Mi querida Big-Bang;
La teoría de la relatividad no la inventó Einstein, sino el  el instinto de supervivencia. El otro día mis chukis tuvieron un accidente con el coche. Cuando corrí a mirar, bajo la lluvia, la puerta delantera estaba completamente abollada y los cristales rotos. Chuki mayor se había librado por los pelos y por el airbag. La otra dormía en el asiento de atrás y no vio el coche que se empotraba contra ellas. El fin de año brindamos porque estaban vivas y estaban bien.
Ayer paseábamos la tribu familiar tapando la calle como nos gusta hacer cuando nos encontramos con mi amiga MJ. & family. “La otra noche se quemó nuestras casa. Dormíamos, escuchamos unos ruidos y al levantarnos el salón estaba en llamas”. Salieron corriendo descalzos y en pijama a la calle, dejando que el fuego devorase su presente y su pasado. Un shock. Pero están vivos y están ¿bien?, dispuestos a reconstruirse en cuanto el seguro les dé un techo y un mantel.
La relatividad no siempre funciona, claro. Cuando un hombre sano y enamorado de su mujer y de sus hijos, de su huerto y de su trabajo, se deja la vida en un hospital sin preaviso, el último día del año, no hay regla que funcione. “J. ha tenido un ictus, los médicos han pedido a la familia que se despida”, son los fragmentos llorosos de la conversación con mi querida A-1. Visto y no visto. Nada que reconstruir. El fuego de la muerte deja un agujero infinito. Pienso en el coche abollado. Menos mal que están vivas. Pero J. no, J. está muerto y no se me ocurre ninguna maldita relatividad. Que venga Einstein y lo arregle.
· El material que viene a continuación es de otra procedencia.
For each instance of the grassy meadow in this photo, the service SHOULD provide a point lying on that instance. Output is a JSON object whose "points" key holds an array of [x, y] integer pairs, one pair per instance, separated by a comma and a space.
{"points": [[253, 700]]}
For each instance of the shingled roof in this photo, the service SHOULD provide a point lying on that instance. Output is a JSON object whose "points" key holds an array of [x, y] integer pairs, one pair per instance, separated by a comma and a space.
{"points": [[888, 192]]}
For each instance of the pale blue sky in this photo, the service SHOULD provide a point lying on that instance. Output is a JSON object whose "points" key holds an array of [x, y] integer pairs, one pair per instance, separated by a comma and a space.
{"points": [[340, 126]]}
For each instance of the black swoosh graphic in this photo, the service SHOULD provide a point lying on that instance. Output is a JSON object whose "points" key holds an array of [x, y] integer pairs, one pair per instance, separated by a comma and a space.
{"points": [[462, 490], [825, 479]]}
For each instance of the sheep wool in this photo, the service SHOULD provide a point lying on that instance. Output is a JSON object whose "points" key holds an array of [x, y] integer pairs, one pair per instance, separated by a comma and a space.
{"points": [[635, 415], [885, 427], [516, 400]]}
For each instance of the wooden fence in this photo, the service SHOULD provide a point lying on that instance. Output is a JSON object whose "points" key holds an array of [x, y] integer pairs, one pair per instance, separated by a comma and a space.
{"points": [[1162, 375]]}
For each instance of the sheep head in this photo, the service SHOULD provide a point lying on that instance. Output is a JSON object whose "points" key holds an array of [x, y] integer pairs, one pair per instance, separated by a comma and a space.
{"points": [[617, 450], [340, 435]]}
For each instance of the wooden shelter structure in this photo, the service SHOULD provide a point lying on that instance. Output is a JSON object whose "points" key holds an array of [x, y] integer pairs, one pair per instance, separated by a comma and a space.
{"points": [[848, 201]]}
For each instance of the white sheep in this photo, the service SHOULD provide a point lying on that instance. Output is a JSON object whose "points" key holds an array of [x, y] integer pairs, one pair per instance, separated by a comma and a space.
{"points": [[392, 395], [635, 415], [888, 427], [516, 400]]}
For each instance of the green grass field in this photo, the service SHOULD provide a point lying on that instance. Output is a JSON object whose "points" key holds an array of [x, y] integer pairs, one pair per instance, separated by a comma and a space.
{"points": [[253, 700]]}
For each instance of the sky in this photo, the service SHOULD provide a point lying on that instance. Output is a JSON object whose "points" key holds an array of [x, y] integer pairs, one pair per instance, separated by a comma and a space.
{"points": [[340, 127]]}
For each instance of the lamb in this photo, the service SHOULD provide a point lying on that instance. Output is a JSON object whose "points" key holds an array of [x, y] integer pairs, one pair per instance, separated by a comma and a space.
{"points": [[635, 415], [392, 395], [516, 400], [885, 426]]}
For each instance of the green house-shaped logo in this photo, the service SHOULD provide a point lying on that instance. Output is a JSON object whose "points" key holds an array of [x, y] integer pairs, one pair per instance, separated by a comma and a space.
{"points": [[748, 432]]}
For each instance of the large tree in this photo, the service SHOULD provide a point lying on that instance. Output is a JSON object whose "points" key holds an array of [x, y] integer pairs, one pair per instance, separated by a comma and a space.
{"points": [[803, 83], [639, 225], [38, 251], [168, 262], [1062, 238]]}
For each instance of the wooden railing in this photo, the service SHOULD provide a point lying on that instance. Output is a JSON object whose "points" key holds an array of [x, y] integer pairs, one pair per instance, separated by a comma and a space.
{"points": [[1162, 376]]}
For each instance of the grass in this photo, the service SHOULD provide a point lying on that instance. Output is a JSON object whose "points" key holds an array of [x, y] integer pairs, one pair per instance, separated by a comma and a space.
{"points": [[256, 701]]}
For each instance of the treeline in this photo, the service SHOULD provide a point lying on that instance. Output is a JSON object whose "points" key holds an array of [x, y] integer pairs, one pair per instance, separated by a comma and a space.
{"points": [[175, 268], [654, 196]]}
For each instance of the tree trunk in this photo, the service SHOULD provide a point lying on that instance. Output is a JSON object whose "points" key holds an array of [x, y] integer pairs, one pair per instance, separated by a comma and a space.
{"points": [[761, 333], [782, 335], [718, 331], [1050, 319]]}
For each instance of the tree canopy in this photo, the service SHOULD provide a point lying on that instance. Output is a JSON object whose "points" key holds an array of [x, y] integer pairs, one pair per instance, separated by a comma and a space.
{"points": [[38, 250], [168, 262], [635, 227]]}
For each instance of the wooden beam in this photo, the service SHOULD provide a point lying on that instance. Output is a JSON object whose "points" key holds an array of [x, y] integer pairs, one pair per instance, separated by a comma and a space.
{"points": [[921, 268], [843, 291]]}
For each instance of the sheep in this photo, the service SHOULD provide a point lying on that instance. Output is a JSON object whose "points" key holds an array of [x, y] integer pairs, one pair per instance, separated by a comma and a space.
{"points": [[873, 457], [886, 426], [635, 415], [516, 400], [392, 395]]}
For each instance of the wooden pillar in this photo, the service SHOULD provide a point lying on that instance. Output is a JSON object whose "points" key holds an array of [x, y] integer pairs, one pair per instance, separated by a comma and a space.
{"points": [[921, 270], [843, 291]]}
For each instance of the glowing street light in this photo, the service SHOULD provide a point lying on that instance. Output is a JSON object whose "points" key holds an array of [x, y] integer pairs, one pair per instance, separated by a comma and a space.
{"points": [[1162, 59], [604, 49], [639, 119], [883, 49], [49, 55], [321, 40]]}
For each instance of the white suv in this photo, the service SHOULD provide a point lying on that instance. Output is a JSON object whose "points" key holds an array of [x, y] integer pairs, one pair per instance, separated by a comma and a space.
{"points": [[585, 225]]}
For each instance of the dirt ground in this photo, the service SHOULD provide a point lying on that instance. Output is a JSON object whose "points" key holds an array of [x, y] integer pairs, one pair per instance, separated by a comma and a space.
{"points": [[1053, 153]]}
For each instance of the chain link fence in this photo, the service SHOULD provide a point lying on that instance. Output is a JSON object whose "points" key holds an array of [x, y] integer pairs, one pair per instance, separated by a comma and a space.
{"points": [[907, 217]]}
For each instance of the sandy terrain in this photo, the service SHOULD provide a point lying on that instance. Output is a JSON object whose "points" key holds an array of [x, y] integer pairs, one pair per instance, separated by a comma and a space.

La teoría de la relatividad se inventó para hacernos más llevadera la digestión de la vida. Como todas las teorías, tiende a fallar cuando más se la necesita. Entonces se tira de fe o de Orfidal. 
Y en cuanto a J., siempre voy a recordarlo en mi casa adoptiva de Asturias, preparando zumos de naranja para todos acompañado de ese fino humor inglés, tan valenciano.